Résumé assisté par IA

Description fournie par le vendeur

Even Stone Weeps est une œuvre contemporaine sur le chagrin, le théâtre et les émotions qu’aucun masque ne peut entièrement contenir. Son sujet est le masque grec antique de la tragédie, l’un des plus anciens symboles de la douleur humaine. Ici, il flotte dans l’obscurité absolue, la surface fêlée, une fracture unique de lumière traversant le marbre comme une larme qui n’est jamais tombée.

Ni peinture.Ni impression. Ni encre. L’image émerge grâce à des dommages de surface contrôlés sur du plexiglass. Chaque rayure réagit différemment à la lumière et, lorsque le spectateur change de position, le masque se déplace entre présence et absence, entre clarté et vide. Rien n’est ajouté. Tout est révélé.

À distance, le masque est monumental. Un visage d’antiquité, immobile et lourd de sens. Approchez-vous, et la surface devient tout autre chose: un champ dense de marques contrôlées qui retiennent une figure sans jamais la nommer.

Il y a quelque chose de approprié dans ce médium pour ce sujet.

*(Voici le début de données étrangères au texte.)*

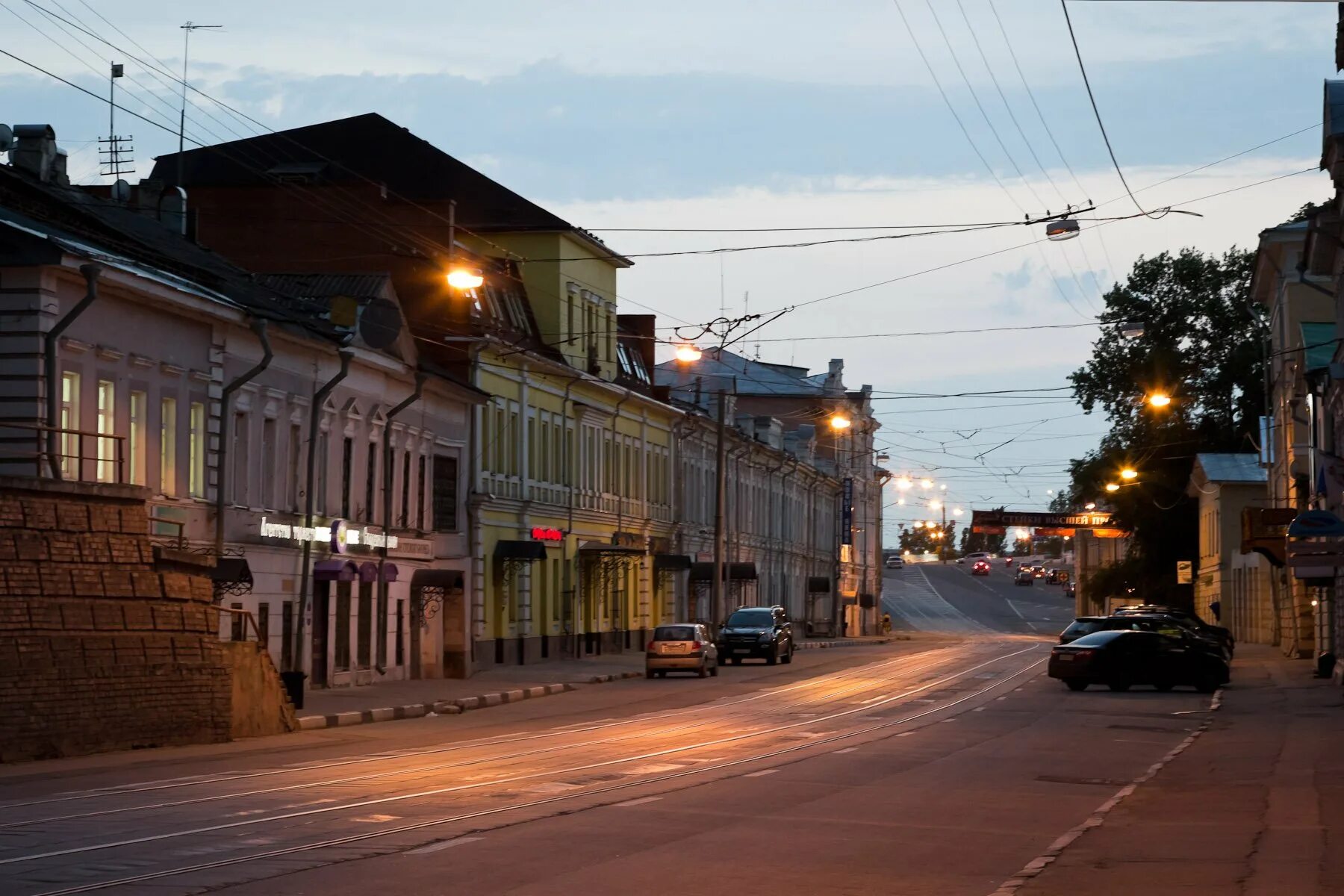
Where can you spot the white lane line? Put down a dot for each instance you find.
(443, 844)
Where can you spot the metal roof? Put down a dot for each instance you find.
(1231, 467)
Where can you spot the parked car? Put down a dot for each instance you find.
(685, 647)
(1219, 633)
(759, 633)
(1122, 659)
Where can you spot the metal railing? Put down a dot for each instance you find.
(70, 458)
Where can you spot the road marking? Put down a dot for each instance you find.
(443, 844)
(640, 801)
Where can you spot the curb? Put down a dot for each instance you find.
(848, 642)
(438, 707)
(1039, 864)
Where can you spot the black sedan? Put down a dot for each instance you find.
(1121, 659)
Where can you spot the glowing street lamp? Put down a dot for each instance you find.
(465, 279)
(687, 354)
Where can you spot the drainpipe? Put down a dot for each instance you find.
(388, 526)
(319, 396)
(260, 328)
(49, 356)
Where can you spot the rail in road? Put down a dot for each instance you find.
(201, 833)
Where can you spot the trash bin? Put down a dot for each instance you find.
(293, 682)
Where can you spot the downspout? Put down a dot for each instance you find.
(388, 529)
(260, 328)
(49, 356)
(305, 573)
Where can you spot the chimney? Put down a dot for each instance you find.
(35, 152)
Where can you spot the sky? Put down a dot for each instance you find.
(788, 113)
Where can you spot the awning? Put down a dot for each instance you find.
(447, 579)
(732, 571)
(671, 561)
(231, 575)
(369, 571)
(606, 547)
(514, 550)
(335, 571)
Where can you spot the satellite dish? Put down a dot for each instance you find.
(381, 323)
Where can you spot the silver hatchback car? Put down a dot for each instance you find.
(682, 647)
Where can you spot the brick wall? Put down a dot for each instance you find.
(100, 647)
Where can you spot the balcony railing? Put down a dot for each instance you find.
(75, 453)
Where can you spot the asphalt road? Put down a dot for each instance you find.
(939, 765)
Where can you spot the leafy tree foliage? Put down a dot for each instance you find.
(1203, 346)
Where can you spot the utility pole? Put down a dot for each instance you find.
(181, 121)
(719, 500)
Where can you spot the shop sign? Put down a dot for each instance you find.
(337, 535)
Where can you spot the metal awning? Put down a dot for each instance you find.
(335, 571)
(671, 561)
(732, 571)
(447, 579)
(517, 550)
(231, 575)
(606, 547)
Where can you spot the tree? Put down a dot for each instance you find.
(1202, 344)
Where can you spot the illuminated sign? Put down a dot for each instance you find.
(337, 535)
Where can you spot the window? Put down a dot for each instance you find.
(168, 447)
(342, 660)
(445, 494)
(370, 484)
(347, 460)
(264, 625)
(268, 464)
(107, 426)
(420, 494)
(196, 473)
(238, 460)
(406, 487)
(136, 441)
(296, 445)
(69, 421)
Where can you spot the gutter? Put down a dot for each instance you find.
(222, 480)
(49, 358)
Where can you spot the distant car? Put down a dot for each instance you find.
(685, 647)
(1125, 659)
(1222, 635)
(761, 633)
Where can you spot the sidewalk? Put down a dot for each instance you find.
(391, 700)
(1254, 806)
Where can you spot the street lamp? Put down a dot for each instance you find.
(687, 354)
(465, 279)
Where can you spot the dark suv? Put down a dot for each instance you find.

Le masque de la tragédie a toujours été une surface portée sur quelque chose de plus profond, un symbole de sentiment plutôt que le sentiment lui-même. Le construire par le biais de dommages, par une surface qui porte sa propre fracture, est un hommage à ce qu’il a toujours signifié. Le chagrin n’est pas un ornement. C’est une structure.

Even Stone Weeps poursuit la série Art with Scratch par Tijs Dragtsma, dans laquelle l’imagerie est construite par des dommages de surface contrôlés plutôt que par pigment ou impression. Un langage visuel où les dommages ne sont pas une destruction, mais une structure.

"Le masque ne cache pas le chagrin. Il le retient."

À propos d’Art with Scratch

Art with Scratch est un ensemble d’œuvres dans lequel l’image n’est pas dessinée, mais libérée. Taillée ligne après ligne dans une surface noire profonde, chaque travail apparaît à travers d’innombrables rayures précises qui captent la lumière et font surgir la forme des ténèbres.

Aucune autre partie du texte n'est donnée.